Le memorandum était conçu en ces termes: «La Société des jésuites, contrairement aux lois de l'État et aux édits qui l'ont spécialement abolie en France, a voulu de nouveau pénétrer et s'établir dans le royaume. Dispersée, sous l'Empire, par le décret du 22 juin 1804, frappée, sous la Restauration, par les arrêts des cours souveraines, les délibérations des Chambres et les mesures de l'administration, elle n'en a pas moins cru pouvoir se répandre en France après la Révolution de 1830.
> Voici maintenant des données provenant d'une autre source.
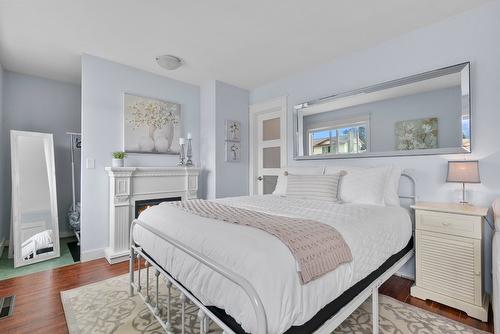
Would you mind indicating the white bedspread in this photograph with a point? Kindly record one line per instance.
(373, 233)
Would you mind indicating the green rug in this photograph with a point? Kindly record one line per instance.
(7, 269)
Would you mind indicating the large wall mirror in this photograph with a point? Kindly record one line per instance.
(428, 113)
(34, 201)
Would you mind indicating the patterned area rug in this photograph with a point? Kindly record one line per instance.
(105, 307)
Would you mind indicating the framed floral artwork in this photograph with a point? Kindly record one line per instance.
(417, 134)
(151, 125)
(233, 130)
(233, 151)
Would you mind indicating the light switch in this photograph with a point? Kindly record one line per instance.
(90, 163)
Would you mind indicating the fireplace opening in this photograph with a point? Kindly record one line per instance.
(146, 203)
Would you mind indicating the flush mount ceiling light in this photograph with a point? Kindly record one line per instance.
(169, 62)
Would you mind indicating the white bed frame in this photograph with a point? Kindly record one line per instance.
(151, 295)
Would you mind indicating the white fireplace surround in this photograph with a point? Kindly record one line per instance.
(130, 184)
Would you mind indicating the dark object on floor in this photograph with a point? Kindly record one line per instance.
(74, 249)
(7, 306)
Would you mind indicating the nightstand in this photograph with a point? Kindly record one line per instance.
(449, 256)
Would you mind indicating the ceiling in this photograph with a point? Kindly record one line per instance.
(245, 43)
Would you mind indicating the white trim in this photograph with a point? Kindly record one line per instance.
(3, 243)
(278, 104)
(92, 254)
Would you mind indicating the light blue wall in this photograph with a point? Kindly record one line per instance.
(231, 103)
(221, 102)
(4, 231)
(471, 36)
(41, 105)
(103, 85)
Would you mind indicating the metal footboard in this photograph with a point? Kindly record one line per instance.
(152, 300)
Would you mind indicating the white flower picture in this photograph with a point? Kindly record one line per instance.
(151, 125)
(417, 134)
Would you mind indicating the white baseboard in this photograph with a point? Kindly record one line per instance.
(405, 275)
(66, 234)
(92, 254)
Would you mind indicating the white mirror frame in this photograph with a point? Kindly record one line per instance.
(463, 69)
(16, 180)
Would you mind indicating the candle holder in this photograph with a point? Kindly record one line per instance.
(189, 162)
(181, 155)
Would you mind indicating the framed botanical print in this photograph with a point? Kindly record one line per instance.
(151, 125)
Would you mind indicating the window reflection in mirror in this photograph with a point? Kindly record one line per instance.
(424, 114)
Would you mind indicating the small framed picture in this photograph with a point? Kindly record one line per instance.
(233, 130)
(233, 151)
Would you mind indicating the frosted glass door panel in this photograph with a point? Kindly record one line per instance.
(271, 157)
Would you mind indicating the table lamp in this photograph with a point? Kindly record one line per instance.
(466, 171)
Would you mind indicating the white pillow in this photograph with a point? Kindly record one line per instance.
(313, 187)
(280, 188)
(391, 187)
(364, 185)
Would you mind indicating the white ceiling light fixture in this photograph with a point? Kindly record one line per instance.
(169, 62)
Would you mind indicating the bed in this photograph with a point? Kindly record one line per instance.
(245, 280)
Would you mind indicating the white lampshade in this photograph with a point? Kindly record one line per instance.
(463, 171)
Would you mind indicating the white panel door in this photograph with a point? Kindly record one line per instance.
(268, 145)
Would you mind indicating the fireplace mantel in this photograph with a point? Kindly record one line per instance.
(130, 184)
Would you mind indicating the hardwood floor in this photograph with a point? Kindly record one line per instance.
(38, 307)
(399, 288)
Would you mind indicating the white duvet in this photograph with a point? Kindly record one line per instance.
(373, 233)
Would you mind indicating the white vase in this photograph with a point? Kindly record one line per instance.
(117, 162)
(161, 144)
(146, 144)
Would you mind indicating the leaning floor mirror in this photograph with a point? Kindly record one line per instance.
(35, 230)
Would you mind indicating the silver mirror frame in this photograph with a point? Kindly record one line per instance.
(463, 68)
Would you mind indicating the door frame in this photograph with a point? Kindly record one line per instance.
(278, 104)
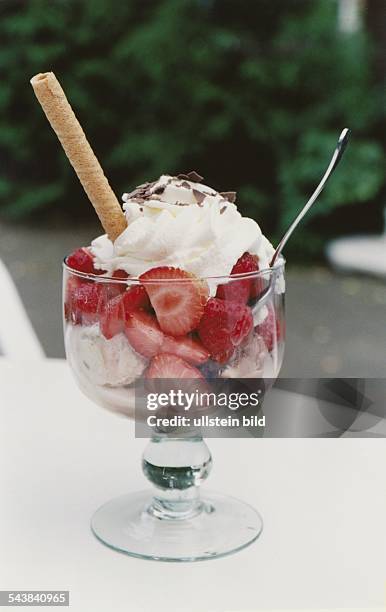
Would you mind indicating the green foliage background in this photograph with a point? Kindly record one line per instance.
(251, 93)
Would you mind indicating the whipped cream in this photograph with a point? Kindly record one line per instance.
(103, 362)
(180, 222)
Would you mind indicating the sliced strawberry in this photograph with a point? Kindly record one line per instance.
(112, 320)
(134, 298)
(72, 314)
(270, 330)
(120, 274)
(83, 261)
(239, 290)
(177, 297)
(185, 347)
(119, 308)
(224, 326)
(170, 366)
(144, 333)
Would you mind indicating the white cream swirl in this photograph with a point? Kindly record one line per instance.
(184, 224)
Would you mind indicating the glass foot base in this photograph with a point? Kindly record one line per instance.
(224, 525)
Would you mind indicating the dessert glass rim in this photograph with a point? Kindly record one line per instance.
(101, 278)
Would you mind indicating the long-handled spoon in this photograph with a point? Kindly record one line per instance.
(337, 155)
(339, 150)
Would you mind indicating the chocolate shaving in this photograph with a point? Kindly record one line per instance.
(229, 195)
(200, 197)
(159, 189)
(142, 191)
(195, 177)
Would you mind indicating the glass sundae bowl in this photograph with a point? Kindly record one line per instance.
(123, 334)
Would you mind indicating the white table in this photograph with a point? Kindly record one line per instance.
(323, 503)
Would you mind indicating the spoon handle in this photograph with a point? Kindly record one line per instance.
(339, 149)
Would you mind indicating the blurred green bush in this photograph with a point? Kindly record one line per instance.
(251, 94)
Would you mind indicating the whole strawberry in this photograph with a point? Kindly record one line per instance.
(240, 290)
(223, 326)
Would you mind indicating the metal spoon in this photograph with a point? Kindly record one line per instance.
(339, 150)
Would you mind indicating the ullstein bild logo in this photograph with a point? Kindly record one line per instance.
(282, 408)
(197, 399)
(195, 409)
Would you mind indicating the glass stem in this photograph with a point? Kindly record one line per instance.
(176, 467)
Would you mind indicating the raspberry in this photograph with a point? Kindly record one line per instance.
(223, 326)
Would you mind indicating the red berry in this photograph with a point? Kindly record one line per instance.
(177, 297)
(88, 301)
(120, 274)
(170, 366)
(270, 330)
(134, 298)
(144, 333)
(185, 347)
(119, 308)
(224, 326)
(239, 290)
(112, 320)
(71, 314)
(83, 261)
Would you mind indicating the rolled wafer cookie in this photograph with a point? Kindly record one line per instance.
(78, 150)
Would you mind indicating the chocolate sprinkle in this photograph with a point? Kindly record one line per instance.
(200, 197)
(159, 189)
(193, 176)
(229, 195)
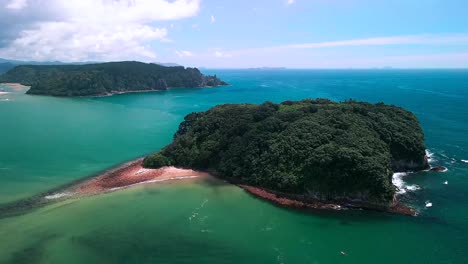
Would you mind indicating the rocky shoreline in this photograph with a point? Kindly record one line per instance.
(291, 201)
(133, 173)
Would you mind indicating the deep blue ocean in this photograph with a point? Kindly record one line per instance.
(46, 142)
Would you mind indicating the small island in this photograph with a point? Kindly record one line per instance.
(309, 153)
(106, 78)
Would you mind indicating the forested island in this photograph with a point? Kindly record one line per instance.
(106, 78)
(313, 150)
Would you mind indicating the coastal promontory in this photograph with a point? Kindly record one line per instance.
(310, 150)
(106, 78)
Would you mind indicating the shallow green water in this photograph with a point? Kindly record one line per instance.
(46, 142)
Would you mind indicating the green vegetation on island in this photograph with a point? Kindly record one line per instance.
(105, 78)
(318, 149)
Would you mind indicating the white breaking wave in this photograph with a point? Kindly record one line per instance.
(403, 187)
(430, 156)
(58, 195)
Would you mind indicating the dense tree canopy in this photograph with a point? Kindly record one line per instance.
(105, 78)
(319, 148)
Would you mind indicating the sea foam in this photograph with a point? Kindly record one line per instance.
(58, 195)
(402, 186)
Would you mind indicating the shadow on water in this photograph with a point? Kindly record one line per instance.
(26, 205)
(33, 253)
(140, 246)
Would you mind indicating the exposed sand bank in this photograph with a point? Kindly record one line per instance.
(133, 173)
(128, 175)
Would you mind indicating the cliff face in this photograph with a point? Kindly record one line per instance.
(105, 78)
(316, 149)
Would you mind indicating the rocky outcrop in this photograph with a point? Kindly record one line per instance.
(410, 165)
(161, 85)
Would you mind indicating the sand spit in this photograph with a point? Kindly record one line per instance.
(130, 174)
(15, 86)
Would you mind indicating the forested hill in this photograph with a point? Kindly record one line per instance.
(317, 148)
(105, 78)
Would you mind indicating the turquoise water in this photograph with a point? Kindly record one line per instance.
(46, 142)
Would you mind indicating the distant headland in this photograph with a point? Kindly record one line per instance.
(106, 78)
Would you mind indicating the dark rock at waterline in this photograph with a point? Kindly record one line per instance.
(439, 169)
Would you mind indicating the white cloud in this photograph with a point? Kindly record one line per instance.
(425, 39)
(220, 54)
(17, 4)
(78, 30)
(393, 40)
(184, 53)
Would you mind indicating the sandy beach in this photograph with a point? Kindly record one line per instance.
(133, 173)
(15, 86)
(130, 174)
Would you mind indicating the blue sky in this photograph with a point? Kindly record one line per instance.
(239, 34)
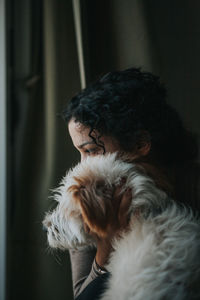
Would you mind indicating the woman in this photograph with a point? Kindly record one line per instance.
(127, 111)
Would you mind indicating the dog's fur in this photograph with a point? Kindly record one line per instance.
(157, 258)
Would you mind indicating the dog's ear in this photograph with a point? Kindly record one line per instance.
(95, 200)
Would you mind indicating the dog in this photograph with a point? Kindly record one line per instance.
(157, 257)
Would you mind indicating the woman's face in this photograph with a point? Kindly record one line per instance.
(85, 145)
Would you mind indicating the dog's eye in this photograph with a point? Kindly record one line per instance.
(91, 150)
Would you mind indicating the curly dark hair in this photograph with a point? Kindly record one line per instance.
(125, 105)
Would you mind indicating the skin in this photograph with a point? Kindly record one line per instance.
(85, 145)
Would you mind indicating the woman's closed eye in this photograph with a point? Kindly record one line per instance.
(92, 150)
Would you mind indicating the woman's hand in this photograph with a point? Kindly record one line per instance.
(117, 224)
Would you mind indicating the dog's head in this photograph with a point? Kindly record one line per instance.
(87, 196)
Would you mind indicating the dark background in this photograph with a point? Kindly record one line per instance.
(43, 74)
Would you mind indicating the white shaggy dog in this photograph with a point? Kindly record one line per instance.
(157, 258)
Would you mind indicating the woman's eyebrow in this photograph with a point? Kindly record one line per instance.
(86, 143)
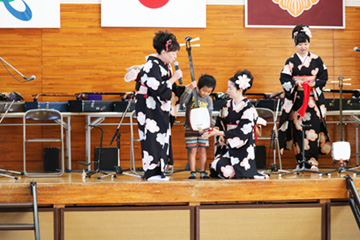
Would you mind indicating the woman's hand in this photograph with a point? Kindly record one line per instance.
(177, 75)
(222, 141)
(311, 83)
(212, 132)
(192, 85)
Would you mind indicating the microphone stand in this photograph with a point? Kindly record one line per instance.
(274, 139)
(5, 172)
(27, 79)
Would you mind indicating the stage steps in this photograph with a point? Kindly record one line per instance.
(24, 205)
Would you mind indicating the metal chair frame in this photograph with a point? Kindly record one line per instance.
(44, 115)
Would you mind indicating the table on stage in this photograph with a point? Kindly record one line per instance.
(351, 117)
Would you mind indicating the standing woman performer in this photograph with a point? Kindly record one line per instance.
(235, 127)
(153, 103)
(303, 79)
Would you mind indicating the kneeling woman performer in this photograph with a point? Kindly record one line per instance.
(235, 158)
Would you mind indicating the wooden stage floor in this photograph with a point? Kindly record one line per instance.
(72, 189)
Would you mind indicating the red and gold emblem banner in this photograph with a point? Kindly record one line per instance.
(288, 13)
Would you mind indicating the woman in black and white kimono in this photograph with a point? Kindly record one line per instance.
(303, 79)
(153, 103)
(235, 128)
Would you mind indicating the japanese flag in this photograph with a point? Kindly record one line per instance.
(153, 13)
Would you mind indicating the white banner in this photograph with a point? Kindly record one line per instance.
(29, 13)
(153, 13)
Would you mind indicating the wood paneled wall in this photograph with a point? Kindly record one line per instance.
(82, 56)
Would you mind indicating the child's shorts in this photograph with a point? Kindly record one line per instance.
(193, 139)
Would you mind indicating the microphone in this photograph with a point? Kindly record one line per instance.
(31, 78)
(276, 95)
(176, 65)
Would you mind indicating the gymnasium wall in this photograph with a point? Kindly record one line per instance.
(82, 56)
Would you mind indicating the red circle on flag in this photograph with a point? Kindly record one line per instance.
(154, 3)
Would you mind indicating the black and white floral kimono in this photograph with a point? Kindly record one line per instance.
(237, 158)
(291, 123)
(153, 103)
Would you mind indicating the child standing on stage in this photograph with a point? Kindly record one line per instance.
(193, 140)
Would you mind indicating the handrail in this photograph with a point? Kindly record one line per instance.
(354, 198)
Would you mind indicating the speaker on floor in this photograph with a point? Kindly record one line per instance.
(260, 157)
(108, 160)
(51, 159)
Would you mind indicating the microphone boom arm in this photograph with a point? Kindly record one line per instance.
(27, 79)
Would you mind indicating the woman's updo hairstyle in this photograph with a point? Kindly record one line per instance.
(242, 79)
(301, 33)
(165, 41)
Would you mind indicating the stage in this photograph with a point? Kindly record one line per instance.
(190, 209)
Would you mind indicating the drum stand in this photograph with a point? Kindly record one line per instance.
(303, 161)
(98, 170)
(117, 134)
(275, 142)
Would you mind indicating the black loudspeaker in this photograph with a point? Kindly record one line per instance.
(260, 157)
(108, 160)
(51, 159)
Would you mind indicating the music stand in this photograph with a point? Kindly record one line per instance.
(303, 161)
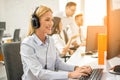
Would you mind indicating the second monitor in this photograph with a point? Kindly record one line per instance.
(91, 41)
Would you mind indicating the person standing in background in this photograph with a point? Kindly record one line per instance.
(81, 29)
(38, 54)
(68, 20)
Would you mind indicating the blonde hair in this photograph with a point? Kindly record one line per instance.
(39, 12)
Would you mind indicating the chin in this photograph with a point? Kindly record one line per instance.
(49, 32)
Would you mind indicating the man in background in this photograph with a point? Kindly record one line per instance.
(80, 28)
(67, 18)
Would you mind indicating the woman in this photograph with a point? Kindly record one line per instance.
(39, 57)
(59, 38)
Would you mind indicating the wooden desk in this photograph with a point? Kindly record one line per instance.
(77, 59)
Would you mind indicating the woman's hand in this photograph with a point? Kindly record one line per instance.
(80, 71)
(85, 69)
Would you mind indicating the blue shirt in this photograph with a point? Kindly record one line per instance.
(35, 55)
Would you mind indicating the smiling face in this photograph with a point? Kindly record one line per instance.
(46, 23)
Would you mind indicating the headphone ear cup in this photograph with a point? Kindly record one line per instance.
(35, 21)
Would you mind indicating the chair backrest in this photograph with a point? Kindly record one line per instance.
(12, 60)
(1, 35)
(16, 36)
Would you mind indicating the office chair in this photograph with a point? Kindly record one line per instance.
(16, 36)
(12, 60)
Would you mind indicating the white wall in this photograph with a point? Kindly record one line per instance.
(95, 11)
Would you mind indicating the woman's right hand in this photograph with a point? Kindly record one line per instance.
(80, 71)
(77, 74)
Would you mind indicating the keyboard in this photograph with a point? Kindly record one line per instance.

«Ses commencements furent timides et peu connus; mais, quelques années après, abusant d'une tolérance qu'ils ne devaient attribuer qu'à la modeste et prudente obscurité de leurs premiers établissements, les jésuites ont travaillé à ressaisir une existence publique. Ils se proclament hautement eux-mêmes; ils parlent et agissent comme jésuites; ils possèdent dans le royaume, au su de tout le monde, des maisons de noviciat, des chapelles, une organisation complète. Ils y forment une corporation nombreuse, distincte du clergé séculier. Ces faits ne sont plus contestés aujourd'hui; le public en a trouvé la preuve éclatante et complète dans les débats d'un procès criminel.
«Un autre fait non moins patent, c'est que l'opinion publique, d'accord avec les lois du pays, avec les résolutions des Chambres, avec les arrêts de la magistrature, repousse invinciblement tout établissement des jésuites dans le royaume.
«Ce n'est pas d'aujourd'hui que les jésuites rencontrent en France une répugnance générale; cette répugnance pourrait en quelque sorte être appelée historique. La Restauration elle-même dut la reconnaître lorsque, en 1828, elle réprima ce qu'elle avait jusque-là toléré.
«Les plaintes qui se firent entendre alors éclatent aujourd'hui avec plus d'unanimité et de force. Le public s'émeut, s'inquiète et s'irrite à l'idée, juste ou non, de l'hostilité des jésuites pour nos institutions. On peut ne pas partager cette opinion et la traiter de préjugé; elle n'en est pas moins un fait réel, pressant et très-grave qu'il importe d'apprécier dans toute son étendue.
«On accuse les jésuites de s'immiscer sans cesse dans la politique; on craint de les voir s'associer aux menées des factions; on leur attribue les plus violentes et les plus inconvenantes des attaques auxquelles les plus grandes institutions de l'État ont été en butte dans ces derniers temps. On redoute l'influence qu'ils pourraient exercer sur le clergé ordinaire; et il importe de ne pas oublier que les grands pouvoirs publics, les Chambres et la magistrature, partagent ces dispositions et ces craintes.
«Dans cet état des esprits, le gouvernement du Roi avait regardé comme un devoir impérieux pour lui de prendre en très-grande considération les faits qui seuls en sont la cause, et d'y apporter un remède.